PESTEL is a handy checklist for identifying environmental factors:
- Political
- Economic
- Social/cultural
- Technological
- Ecological/environmental
- Legal
Depending on the industry, some factors will be more significant.
What are the risks associated with political factors?
- Ownership risk
- Operating risk: Indigenisation/domestication.
- Transfer risk
- Political risk
What steps can be used to mitigate political risk?
- Detailed risks assessments prior to investing in the country.
- Partnering with a local business to increase acceptance of the project and to lobby for political support.
- Avoid total reliance on one country
What economic factors should be considered when assessing the external environment?
- Long-term exchange rates’ behaviour.
- Interest rates (long-term and short-term).
- The economic infrastructure.
What do social/cultural factors include?
Social factors:
- Make-up of population
- Family structure
- Attitudes to diversity
- Extent of social mobility
Cultural factors:
- The market for products
- Promotional strategies
- Methods of conducting business
- Methods of managing staff
- Expectations of business conduct
What do technological factors include?
- Technological base, and therefore customer and staff familiarity with it, varies across countries.

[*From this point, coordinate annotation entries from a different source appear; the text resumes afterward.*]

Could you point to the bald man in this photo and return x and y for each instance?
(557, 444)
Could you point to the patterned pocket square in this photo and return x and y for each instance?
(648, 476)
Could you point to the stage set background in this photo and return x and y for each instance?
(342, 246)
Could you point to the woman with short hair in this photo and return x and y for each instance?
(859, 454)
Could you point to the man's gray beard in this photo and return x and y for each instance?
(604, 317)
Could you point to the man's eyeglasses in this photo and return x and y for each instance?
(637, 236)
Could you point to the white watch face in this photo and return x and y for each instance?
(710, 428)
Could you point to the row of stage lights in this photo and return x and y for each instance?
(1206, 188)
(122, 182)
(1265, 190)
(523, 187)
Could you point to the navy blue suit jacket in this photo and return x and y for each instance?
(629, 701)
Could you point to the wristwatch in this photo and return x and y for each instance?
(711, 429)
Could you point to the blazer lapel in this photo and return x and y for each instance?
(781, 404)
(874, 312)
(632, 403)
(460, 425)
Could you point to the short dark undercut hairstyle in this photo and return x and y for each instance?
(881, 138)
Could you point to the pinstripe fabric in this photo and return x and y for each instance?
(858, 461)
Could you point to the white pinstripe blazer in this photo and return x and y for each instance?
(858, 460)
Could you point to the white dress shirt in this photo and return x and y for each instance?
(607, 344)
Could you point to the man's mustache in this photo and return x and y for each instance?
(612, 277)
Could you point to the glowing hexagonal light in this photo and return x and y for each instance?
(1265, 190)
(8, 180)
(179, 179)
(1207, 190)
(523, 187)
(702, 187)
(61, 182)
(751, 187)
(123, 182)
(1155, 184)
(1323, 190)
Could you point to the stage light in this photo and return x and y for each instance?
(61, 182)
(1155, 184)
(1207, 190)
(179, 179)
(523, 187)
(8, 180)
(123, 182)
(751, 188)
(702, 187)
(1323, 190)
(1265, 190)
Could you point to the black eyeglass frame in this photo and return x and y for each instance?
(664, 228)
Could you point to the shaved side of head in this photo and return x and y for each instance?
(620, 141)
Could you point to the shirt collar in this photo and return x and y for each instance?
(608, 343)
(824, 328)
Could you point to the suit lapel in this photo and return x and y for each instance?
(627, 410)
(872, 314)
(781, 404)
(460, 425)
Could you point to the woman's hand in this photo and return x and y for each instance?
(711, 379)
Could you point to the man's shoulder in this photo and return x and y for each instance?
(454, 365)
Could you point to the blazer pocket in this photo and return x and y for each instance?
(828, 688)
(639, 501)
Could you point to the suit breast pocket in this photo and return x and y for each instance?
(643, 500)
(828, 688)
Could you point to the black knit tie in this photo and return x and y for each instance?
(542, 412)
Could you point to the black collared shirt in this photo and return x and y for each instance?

- Technological change challenges existing industry structure and competitive advantages
- Technological change can render existing products obsolete but can also provide opportunities
- Technological change creates uncertainty
- Advances in technology may also provide new channels to get products and services to market.
What do environmental issues include?
- Climate change and pollution
- Energy gap
- Waste recycling
- Bio-diversity
- Introduction of genetically modified organisms
What are main government policies regarding environmental issues?
- Reduce carbon emissions
- Penalisation of carbon creating industries
- Investment in non-carbon creating technologies
- Making foreign aid dependent on acceptance of environmental policies by recipient countries.
- Regulations covering hazardous waste.
What are the implications of government environmental policies on business strategy?
- Need to accept ‘polluter pays’ costs
- Increased emphasis on businesses acceptance of corporate responsibility
- Potential for economic gain from cleaning-up operations and selling surplus ‘permits to pollute’
4/ Potential competitive advantage from development of products that are eco-friendly
- Need to monitor ecology-related geo-political and legislative developments closely.
How may legal factors be assessed?
- Systemic factors
- Cultural factors
- Context and regulatory factors
How does global competition affect firms?
- It provides the opportunities of new markets to exploit.
- It presents the threat of new sources of competition in the home economy from foreign firms.
- It offers an opportunity of relocating parts of business activity (or supply chain) to countries able to perform them better or more cheaply.
- It may drive cross border acquisitions and alliances.
What are Ohame’s five Cs factors that encourage the development of global business?
- The customer
- The company itself
- Competition
- Currency volatility
- Country
What are the component’s of Porter’s Diamond: The Competitive Advantage of Nations?
- Factor conditions
- Demand conditions
- Related and supporting industries
- Firm strategy, structure, rivalry
The factors in the ‘Diamond’ are interrelated.
What are the roles of factor conditions?
- Human resources skills
- Physical resources
- Knowledge
- Capital
- Infrastructure
Basic factors include natural resources, climate, semi-skilled and unskilled labour. Basic factors are inherited, or at best their creation involves little investment.
Advanced factors include modern digital communications, highly educated personnel, research laboratories and so forth.
What are the role of demand conditions?
The home market determines how firms perceive, interpret and respond to buyer needs. This information puts pressure on firms to innovate and provides a launch pad for global ambitions.
What are the role of related and supporting industries?
Competitive success in one industry is often linked to success in related industries.